In 2014, Sarah Koenig of “This American Life” debuted the spinoff podcast “Serial,” which examined the complicated circumstances surrounding the 1999 murder of teenager Hae Min Lee and the subsequent conviction of her ex-boyfriend, Adnan Syed. Over the course of twelve episodes, Koenig delves into the murky details of the case and asks whether or not Syed’s conviction was, in fact, just. “Serial” proved to be enormously popular, becoming the most downloaded podcast of all time with eighty million downloads as of February 2016.
Since the success of “Serial,” the interest in Syed’s case has reached an all time high. Syed and his legal counsel pursued post-conviction relief in the form of a retrial, alleging that his trial attorney had provided an inadequate defense by neither following-up with an alibi witness nor cross-examining a key witness for the prosecution. On Thursday, Judge Martin Welch vacated Syed’s conviction and ordered a new trial.
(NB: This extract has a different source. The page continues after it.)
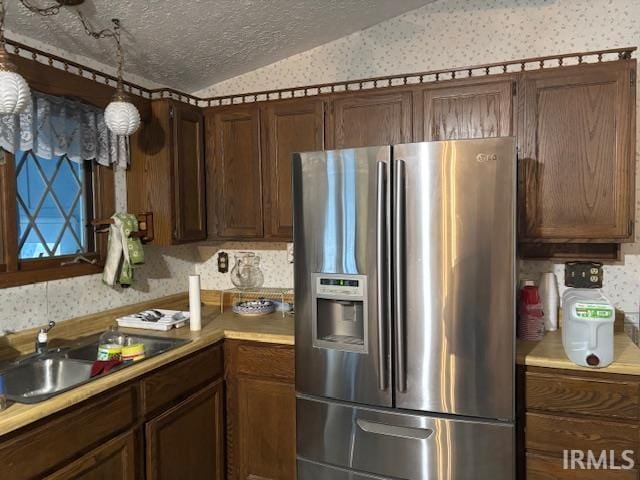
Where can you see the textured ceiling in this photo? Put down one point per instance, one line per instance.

While Judge Welch acknowledged the popularity of the podcast, he has not listened to “Serial” and says his decision is unswayed by “sympathy, prejudice, or public opinion.”
- “Serial” has led to a rise in popularity for a number of true crime documentaries, including HBO’s “The Jinx,” and Netflix’s “Making a Murderer.” Why do you think these kinds of stories are fascinating so many?
- Is it possible to be respectful of the victims of violent crimes when their stories are being used for entertainment purposes?
- What role, if any, do culture and public opinion play in our justice system?
- Do you think the criminal justice system should err on the side of security or liberty?